Война упущенных возможностей | страница 114
На следующий день Каменев, зять Троцкого, выступил по его поручению с речью, от которой всем нам, присутствующим офицерам, кровь бросилась в голову. Она была дерзостью; русские имели бы некоторое право так говорить, если бы положение было обратным, то есть если бы германская армия была разбита и повержена в прах, а русские войска победоносно стояли бы на германской земле.
Один взгляд на Кюльмана показал мне, что и его терпение истощено. Он дал мне слово, и я начал объяснять русским, каково истинное положение дел и какая разница существует между их речами и их поступками; они говорят громкие слова о свободе совести, свободе слова, самоопределении народов и о других прекрасных вещах, а в действительности у себя на родине не терпят свободного общественного движения; они штыками разогнали Учредительное собрание, выборы в которое закончились не в их пользу, разогнали вооруженной силой белорусское народное представительство в Минске и теперь разгоняют свободно избранную украинскую Раду. Для немецкого Верховного командования вопрос о пограничных государствах решен: оно стоит на той точке зрения, что законные представители этих государств высказались за их отделение от Советской России, – поэтому вторичное голосование бесцельно. Говорил я сидя и совершенно спокойно; я ни разу не возвысил голоса и не ударял кулаком по столу, как об этом говорит создавшаяся легенда.

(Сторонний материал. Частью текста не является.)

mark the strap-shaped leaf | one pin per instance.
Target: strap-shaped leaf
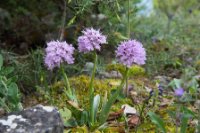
(96, 103)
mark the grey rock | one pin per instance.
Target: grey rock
(38, 119)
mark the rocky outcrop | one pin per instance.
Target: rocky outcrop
(38, 119)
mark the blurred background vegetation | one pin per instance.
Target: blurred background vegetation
(168, 29)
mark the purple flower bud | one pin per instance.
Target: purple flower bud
(131, 52)
(179, 92)
(90, 40)
(58, 52)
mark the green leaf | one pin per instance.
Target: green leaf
(13, 94)
(96, 103)
(176, 83)
(157, 121)
(65, 114)
(1, 61)
(7, 70)
(84, 118)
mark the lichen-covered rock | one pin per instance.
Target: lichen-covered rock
(38, 119)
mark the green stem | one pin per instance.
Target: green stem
(126, 78)
(128, 23)
(105, 110)
(65, 78)
(91, 89)
(68, 91)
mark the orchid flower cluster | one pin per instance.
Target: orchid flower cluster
(128, 53)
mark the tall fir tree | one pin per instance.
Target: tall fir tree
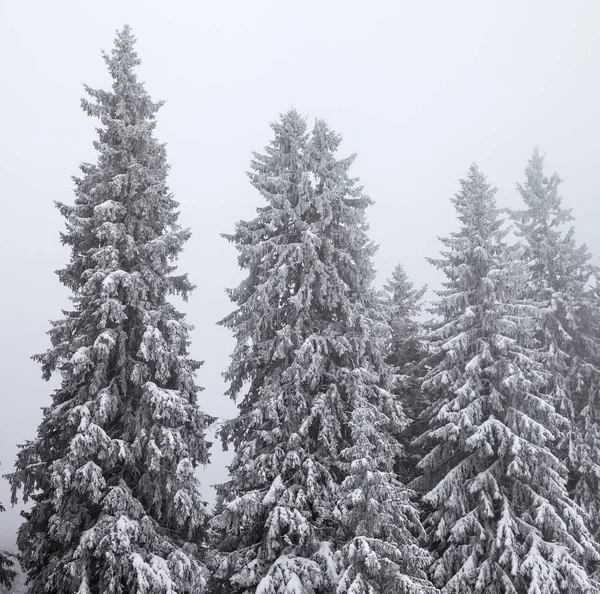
(116, 505)
(501, 518)
(404, 303)
(560, 285)
(7, 572)
(406, 353)
(312, 504)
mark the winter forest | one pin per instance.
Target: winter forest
(387, 436)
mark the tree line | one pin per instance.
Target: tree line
(374, 453)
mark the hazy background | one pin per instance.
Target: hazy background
(418, 89)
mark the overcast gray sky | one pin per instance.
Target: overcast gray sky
(418, 89)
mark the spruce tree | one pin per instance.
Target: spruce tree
(116, 505)
(501, 518)
(7, 573)
(405, 351)
(404, 303)
(559, 285)
(311, 504)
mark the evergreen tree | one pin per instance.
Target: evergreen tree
(314, 436)
(116, 505)
(406, 353)
(7, 573)
(404, 303)
(501, 519)
(559, 275)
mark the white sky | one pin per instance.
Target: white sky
(418, 89)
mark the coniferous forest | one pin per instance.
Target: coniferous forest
(384, 442)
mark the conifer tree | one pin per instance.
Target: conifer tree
(314, 438)
(405, 303)
(501, 518)
(406, 353)
(116, 505)
(7, 573)
(559, 276)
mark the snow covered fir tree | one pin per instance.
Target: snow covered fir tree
(406, 353)
(500, 517)
(560, 283)
(7, 572)
(312, 505)
(116, 505)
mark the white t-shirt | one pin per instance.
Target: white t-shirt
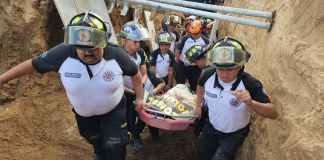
(225, 113)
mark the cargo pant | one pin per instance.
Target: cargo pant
(216, 145)
(107, 133)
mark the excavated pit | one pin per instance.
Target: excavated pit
(36, 121)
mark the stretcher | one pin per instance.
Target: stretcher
(174, 111)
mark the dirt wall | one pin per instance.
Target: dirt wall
(35, 118)
(290, 62)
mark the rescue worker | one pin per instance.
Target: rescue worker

Когда я окончил, воцарилось глубокое молчание. Даже Троцкий в первый момент не мог ни слова возразить. Да и трудно было что-нибудь сказать, так как все, что я утверждал, было правдой. Заседание было вскоре прервано.

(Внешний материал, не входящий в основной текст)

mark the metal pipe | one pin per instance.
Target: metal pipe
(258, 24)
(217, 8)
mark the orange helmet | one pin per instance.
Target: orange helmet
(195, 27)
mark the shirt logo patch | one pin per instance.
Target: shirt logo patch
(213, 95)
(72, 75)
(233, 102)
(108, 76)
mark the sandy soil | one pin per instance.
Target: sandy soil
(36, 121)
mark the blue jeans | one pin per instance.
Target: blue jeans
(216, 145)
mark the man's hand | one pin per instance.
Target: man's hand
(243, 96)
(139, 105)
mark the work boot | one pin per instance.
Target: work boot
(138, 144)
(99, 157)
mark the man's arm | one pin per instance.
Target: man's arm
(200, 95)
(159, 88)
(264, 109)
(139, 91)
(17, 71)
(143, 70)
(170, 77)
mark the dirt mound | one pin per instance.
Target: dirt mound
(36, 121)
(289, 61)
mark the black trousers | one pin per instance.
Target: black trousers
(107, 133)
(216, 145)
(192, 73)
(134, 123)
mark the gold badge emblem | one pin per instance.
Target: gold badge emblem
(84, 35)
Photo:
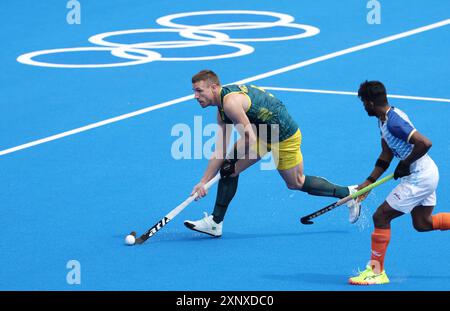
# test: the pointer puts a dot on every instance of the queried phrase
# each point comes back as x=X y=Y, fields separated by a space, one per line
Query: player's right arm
x=381 y=165
x=217 y=158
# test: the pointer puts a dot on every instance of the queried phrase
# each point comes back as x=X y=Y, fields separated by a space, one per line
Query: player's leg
x=381 y=236
x=424 y=221
x=289 y=161
x=226 y=190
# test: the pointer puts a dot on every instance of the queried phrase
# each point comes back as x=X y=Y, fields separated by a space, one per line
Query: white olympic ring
x=201 y=35
x=99 y=39
x=28 y=58
x=283 y=20
x=309 y=32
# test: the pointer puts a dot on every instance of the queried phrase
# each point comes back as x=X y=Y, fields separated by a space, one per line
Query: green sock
x=321 y=187
x=225 y=193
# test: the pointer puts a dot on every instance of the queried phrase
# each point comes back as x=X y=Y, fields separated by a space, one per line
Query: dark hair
x=373 y=91
x=206 y=75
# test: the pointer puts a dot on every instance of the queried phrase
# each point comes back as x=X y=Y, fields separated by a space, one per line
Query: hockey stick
x=307 y=219
x=171 y=215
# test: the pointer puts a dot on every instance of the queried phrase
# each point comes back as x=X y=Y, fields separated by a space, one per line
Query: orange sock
x=441 y=221
x=380 y=241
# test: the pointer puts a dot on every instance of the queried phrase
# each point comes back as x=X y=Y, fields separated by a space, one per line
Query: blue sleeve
x=399 y=127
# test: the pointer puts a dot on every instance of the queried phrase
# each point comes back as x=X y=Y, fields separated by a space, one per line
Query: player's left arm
x=233 y=106
x=421 y=146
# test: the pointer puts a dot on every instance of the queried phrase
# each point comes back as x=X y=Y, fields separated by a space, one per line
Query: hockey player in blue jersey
x=418 y=175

Фактические результаты моих доводов были не так велики, как я надеялся. Троцкий ограничился тем, что на следующем заседании сказал несколько ничего не значащих слов и с приемами агитатора осудил мою речь как выражение милитаризма. Но и впредь он не стал на почву практической работы и продолжал свои диалектические кунштюки. К сожалению, и Кюльман не воспользовался случаем на основании моей речи потребовать, чтобы конференция вступила наконец на путь органической работы.
Через начальника оперативного отделения я изложил генералу Людендорфу основания для моего выступления и просил его сообщить мне его мнение по этому предмету. Генерал Людендорф одобрил мой образ действий и просил меня по возможности содействовать ускорению переговоров и направлению дебатов в реальное русло. После того как мне не удалось добиться фактического успеха моим вмешательством в переговоры с Троцким, мне оставался еще другой путь: переговоры с украинской делегацией.